Sanchez began working with the GEAR UP academic adviser at her high school who showed her how to study, and how to approach her classroom work and homework. That put her on track, and she says attending college is now a goal.

“It’s like a big family,” said Tyler Scantlebury of GEAR UP. She attends Cajon High School near the CSUSB campus, and once thought she would join the military out of high school. “They don’t treat you like an outsider. Everyone is equal or the same. And when you need help, they help you. There are some programs that say they will help you, but you don’t get the help that you need. But GEAR UP, it does help.”

Both students say the biggest lesson they’ve learned from GEAR UP is responsibility, showing them how to own their successes as well as when they fall a little short. 

“The way they talk to you is not in a demeaning way, like, ‘Get your grades up,’ ‘Do this,’ ‘Do that.’ They’re not like that,” Scantlebury said. “They’re comforting — they comfort you to get your grades up and do well. Like, ‘You know this is right, I can’t force you, but I would rather you do this.’ I feel we need more of that, and GEAR UP gives that.”

Steele said she’s seen the growth in students, especially those who have been working with GEAR UP since the seventh grade. “You see the tremendous growth from last summer to this summer,” she said. “You can just see the growth, not just in attitude toward education, but they’re becoming responsible young adults. There’s a big difference between a 14-year-old and a 16-year-old. I’ve definitely noticed some of those shifts in both the way that they’re thinking and speaking.”

And as for measurable outcomes, Steele points to these as some of the highlights, when compared to the incoming senior Class of 2019:

•        The 2020 cohort has seen its course failure rate drop by 4 percent;

•        In the A-G requirements — the courses required by students to qualify for admission to a public four-year state university in California — the 2020 cohort has seen an increase of 4 percent; and, Steele said, 

•        The 2020 cohort has a higher percentage of its students who passed pre-algebra and algebra.

Steele also points out that GEAR UP is not going it alone in the effort.
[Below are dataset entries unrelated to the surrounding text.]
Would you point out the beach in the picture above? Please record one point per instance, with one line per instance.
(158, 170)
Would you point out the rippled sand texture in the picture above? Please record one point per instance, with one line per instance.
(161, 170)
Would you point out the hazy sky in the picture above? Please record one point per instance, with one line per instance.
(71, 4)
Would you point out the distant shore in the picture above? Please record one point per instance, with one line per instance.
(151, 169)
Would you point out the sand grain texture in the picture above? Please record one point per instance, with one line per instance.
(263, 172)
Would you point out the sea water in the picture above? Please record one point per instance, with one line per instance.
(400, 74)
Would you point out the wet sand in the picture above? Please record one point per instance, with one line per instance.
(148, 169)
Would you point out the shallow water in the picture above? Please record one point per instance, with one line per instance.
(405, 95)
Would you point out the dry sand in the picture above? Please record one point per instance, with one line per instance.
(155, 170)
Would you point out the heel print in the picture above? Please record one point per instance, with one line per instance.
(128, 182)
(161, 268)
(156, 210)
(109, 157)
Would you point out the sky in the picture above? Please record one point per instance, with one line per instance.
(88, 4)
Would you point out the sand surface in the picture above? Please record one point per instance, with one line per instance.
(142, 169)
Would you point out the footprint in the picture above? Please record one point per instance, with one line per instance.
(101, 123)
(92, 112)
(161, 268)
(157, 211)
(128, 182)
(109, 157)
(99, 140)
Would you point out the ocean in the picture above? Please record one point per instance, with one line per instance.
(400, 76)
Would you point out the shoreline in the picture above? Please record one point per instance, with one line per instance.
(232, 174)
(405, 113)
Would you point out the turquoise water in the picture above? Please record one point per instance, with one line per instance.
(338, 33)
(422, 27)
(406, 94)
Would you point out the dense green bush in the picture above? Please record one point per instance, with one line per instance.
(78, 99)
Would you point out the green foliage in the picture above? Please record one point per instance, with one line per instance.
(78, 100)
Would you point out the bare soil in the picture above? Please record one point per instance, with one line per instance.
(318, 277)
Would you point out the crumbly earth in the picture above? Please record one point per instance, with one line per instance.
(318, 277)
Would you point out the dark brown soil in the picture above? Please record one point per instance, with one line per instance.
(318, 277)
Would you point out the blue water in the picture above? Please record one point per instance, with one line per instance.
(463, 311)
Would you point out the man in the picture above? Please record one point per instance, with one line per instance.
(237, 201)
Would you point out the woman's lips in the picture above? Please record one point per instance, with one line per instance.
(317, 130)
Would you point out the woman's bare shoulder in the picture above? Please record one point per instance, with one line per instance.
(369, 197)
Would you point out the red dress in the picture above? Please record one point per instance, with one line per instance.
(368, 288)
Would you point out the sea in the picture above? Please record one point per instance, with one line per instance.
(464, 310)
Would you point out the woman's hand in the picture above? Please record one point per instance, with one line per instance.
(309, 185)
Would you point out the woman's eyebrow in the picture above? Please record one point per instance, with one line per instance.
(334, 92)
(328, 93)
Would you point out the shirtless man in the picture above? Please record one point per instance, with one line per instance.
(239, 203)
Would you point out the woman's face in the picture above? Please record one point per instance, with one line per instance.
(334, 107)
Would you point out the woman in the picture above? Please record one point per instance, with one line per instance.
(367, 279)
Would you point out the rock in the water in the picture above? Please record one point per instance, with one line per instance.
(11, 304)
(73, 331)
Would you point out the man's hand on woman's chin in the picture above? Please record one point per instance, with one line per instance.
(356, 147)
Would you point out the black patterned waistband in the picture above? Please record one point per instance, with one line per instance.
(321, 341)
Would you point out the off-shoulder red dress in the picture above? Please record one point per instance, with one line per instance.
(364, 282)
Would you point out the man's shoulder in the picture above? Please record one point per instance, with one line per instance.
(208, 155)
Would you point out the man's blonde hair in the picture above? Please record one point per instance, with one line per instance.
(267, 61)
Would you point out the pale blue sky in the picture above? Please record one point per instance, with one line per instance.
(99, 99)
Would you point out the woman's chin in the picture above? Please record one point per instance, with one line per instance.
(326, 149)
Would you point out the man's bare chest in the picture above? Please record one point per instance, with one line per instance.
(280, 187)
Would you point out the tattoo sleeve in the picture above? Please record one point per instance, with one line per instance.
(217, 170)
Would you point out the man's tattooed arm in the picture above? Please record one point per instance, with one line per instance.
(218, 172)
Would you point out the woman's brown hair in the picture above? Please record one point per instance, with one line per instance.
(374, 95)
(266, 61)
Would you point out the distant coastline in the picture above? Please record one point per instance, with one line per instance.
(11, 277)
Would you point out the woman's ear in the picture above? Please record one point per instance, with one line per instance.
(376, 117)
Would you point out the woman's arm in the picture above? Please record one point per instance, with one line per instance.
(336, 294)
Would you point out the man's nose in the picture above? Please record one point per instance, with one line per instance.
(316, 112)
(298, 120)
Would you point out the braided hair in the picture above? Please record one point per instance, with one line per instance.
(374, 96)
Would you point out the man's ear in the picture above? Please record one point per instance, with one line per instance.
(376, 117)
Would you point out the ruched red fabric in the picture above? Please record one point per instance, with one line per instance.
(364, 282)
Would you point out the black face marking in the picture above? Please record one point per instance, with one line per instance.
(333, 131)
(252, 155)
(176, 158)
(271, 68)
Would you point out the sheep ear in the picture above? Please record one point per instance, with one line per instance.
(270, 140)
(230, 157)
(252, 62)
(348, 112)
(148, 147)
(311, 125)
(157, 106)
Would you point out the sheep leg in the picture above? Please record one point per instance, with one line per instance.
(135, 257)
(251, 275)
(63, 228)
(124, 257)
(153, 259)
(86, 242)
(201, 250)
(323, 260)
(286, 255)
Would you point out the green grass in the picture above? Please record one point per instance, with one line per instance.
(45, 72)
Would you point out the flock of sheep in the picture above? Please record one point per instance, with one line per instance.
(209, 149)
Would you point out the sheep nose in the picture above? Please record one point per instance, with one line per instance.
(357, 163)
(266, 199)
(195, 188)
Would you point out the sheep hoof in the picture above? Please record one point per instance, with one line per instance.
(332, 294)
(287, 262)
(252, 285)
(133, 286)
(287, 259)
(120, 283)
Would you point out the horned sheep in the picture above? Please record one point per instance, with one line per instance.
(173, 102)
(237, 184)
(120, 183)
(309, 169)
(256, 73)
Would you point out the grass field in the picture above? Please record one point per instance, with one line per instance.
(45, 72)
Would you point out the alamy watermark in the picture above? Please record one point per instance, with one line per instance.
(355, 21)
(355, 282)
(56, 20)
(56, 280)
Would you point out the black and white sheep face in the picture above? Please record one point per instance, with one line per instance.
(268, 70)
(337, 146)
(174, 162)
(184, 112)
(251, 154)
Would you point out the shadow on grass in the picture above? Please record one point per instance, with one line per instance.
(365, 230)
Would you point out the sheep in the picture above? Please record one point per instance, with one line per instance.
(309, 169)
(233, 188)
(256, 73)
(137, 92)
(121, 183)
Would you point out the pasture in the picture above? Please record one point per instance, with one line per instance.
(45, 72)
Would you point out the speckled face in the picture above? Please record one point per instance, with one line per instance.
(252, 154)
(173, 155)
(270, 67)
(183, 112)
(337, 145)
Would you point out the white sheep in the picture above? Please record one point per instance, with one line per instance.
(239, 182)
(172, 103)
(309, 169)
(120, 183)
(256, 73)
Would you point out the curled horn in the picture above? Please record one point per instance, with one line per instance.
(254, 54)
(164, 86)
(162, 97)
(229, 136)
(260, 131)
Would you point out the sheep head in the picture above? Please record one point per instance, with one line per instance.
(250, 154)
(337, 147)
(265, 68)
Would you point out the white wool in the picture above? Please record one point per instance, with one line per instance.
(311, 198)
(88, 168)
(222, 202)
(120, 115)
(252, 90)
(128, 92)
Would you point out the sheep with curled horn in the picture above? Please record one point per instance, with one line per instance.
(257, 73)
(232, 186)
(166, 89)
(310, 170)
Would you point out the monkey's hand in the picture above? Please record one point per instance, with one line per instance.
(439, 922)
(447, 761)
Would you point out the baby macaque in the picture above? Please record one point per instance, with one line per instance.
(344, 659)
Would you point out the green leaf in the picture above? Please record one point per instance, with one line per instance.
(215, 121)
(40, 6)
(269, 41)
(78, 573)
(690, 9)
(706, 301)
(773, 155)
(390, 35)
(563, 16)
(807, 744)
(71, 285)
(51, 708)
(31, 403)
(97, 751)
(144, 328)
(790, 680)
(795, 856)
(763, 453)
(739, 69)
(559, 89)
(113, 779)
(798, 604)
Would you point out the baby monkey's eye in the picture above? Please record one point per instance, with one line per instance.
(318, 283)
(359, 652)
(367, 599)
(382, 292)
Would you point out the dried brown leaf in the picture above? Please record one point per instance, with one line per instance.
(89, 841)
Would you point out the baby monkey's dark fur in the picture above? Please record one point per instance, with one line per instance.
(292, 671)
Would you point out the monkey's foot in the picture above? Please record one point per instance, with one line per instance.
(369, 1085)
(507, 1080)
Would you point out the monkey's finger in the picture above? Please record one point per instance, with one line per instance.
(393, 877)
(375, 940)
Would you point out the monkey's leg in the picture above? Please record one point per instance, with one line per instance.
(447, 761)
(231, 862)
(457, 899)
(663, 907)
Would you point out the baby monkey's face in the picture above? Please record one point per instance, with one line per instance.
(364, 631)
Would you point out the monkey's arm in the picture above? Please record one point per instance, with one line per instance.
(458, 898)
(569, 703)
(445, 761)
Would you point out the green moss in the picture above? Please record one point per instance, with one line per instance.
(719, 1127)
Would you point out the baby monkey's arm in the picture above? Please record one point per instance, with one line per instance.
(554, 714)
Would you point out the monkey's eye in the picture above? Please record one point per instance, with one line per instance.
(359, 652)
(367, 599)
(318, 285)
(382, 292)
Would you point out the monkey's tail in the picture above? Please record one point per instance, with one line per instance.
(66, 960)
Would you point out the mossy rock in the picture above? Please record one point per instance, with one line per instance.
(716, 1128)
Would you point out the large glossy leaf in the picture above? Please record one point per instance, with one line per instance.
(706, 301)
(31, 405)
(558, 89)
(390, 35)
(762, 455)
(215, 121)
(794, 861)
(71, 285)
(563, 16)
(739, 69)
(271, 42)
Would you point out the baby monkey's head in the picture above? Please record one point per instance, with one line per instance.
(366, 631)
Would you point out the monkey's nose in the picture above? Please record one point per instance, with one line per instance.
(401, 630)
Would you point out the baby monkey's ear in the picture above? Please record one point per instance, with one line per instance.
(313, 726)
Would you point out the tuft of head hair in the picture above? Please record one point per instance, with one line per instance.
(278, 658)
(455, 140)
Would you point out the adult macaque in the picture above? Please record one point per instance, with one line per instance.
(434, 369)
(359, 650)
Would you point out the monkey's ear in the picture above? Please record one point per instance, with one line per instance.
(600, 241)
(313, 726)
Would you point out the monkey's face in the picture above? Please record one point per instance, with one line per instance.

Because the federal grant was a partnership grant, the CSUSB program had to find community partners to match that grant through services and in-kind assistance. In addition to the university and the San Bernardino City Unified School District, joining GEAR UP is the College Board, EduGuide, Elevate Consulting, Elevated Achievement Group, Gorilla Marketing, Nestlé USA, the Parent Institute for Quality Education (PIQE), The Princeton Review, Thinkwise Credit Union, and Tutor.com. 

GEAR UP also involves the parents of its students to get them involved through workshops on topics such as financial aid and even bringing them along on college campus tours. 

Moreover, just as important, Steele said, the program involves teachers, providing professional development opportunities that give educators more tools to use to help their students achieve. “GEAR UP at its core is about sustainability and systemic change,” she said. “So part of what we have done with GEAR UP is we’ve provided a lot of educator professional development.”

As the Class of 2020 nears its finish line, Steele said she hopes to see funding to get another cohort of students through its high school graduation while preparing them to succeed in college.

Moreover, she said she hopes to see a change in the way students and their parents view a college education.

“I really want to see it become a systemic change so that there is a college-to-career-going culture for all of the students,” Steele said. “It can be attainable for everyone, it can be an option for everyone. It’s just about shifting those mindsets and having those conversations early enough on.”